Is Ruining a Rival Ruining Balch?

[This post originally appeared exactly one year ago today on November 1, 2017. A Catch-22, any move made by Judge Smitherman or Balch on the 44 retaliatory orders will only solidify Newsome’s civil RICO suit. Now, today, Balch partners need to address the strategic failure of “ruining a rival.”]

Schuyler Allen Baker, Jr., a Balch & Bingham partner who filed the amended motion for summary judgment in the Newsome Conspiracy Case, declared that Balch was justified in interfering in Newsome’s business and livelihood because the Alabama Supreme Court allowed “ruining a rival” in a 1961 decision.

But that is untrue.

The Alabama Supreme Court decision clearly states that the defendants in 1961 “were seeking by lawful competition to increase their own businesses by lawful means.”

Wrongly targeting, falsely arresting, and defaming someone in an alleged criminal conspiracy and then allegedly trampling their Civil Rights and stacking the cards against them in a corrupt and secretive Star Chamber cannot be called “lawful competition” or done “by lawful means.”
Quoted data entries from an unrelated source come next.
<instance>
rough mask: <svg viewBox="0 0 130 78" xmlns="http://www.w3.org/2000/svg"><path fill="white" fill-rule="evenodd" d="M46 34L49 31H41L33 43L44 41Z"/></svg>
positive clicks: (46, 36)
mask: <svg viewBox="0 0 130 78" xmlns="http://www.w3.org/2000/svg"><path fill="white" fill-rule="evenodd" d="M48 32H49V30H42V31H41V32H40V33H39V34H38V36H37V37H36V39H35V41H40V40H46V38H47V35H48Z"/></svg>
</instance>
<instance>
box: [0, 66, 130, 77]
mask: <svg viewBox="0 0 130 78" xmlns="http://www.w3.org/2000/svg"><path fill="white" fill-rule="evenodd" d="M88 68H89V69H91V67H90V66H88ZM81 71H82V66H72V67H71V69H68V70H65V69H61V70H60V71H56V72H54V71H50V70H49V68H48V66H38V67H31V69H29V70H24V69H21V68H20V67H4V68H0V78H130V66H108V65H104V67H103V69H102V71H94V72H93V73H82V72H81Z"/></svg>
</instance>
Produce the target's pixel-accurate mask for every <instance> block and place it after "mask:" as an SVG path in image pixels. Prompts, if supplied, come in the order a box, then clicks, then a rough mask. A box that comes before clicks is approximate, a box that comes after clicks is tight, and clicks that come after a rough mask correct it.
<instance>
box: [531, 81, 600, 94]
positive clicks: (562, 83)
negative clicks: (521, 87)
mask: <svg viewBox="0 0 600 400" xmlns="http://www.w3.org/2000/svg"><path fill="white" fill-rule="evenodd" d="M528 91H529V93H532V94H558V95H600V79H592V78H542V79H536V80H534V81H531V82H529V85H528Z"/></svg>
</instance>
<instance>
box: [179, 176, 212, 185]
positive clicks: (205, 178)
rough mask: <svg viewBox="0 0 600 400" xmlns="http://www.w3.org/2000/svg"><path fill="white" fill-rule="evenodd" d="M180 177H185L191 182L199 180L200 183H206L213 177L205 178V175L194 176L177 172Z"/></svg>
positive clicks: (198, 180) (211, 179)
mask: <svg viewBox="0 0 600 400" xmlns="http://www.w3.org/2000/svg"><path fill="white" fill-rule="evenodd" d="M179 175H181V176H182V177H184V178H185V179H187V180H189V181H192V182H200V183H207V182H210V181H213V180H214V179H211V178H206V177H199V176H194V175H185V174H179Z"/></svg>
In May, two months after we had launched, the same Balch partner, Schuyler Allen Baker, Jr., filed a motion to seal all depositions by lying about us.

Citing a petition, Schuyler wrote: “‘Consejo de Latinos Unidos’ (‘CDLU’), … is falsely claiming that Balch ‘cooked up’ Newsome’s arrest charges.”

Untrue.  A bold-faced lie.

The petition actually says the following:

“Shortly after his false arrest, a partner at Balch & Bingham, a prestigious law firm in Birmingham…emailed (on a Saturday afternoon) Newsome’s mug shot and cooked-up arrest charges to one or more of Newsome’s clients.”

What we were talking about was the act of emailing. Maybe Schuyler had a Freudian slip of the keyboard.

Apparently, according to Newsome’s amended complaints filed in June and August, Balch appears to have had a more active role in orchestrating the alleged conspiracy.

Clark A. Cooper,  the Balch partner who allegedly spearheaded the effort (including the emailing), was fired on March 3.

Why did Balch abruptly fire Cooper? Had “ruining a rival” gone too far? Had Cooper crossed the line?

Now Balch leaders need to question Schuyler and hold him accountable:

  • Why did you advocate for the creation of a Star Chamber at the height of two federal probes?
  • Why did you intentionally lie about an independent, public advocacy group in a court filing?
  • Why did you misquote an Alabama Supreme Court decision and describe Cooper’s  alleged “ruining a rival” actions as justified?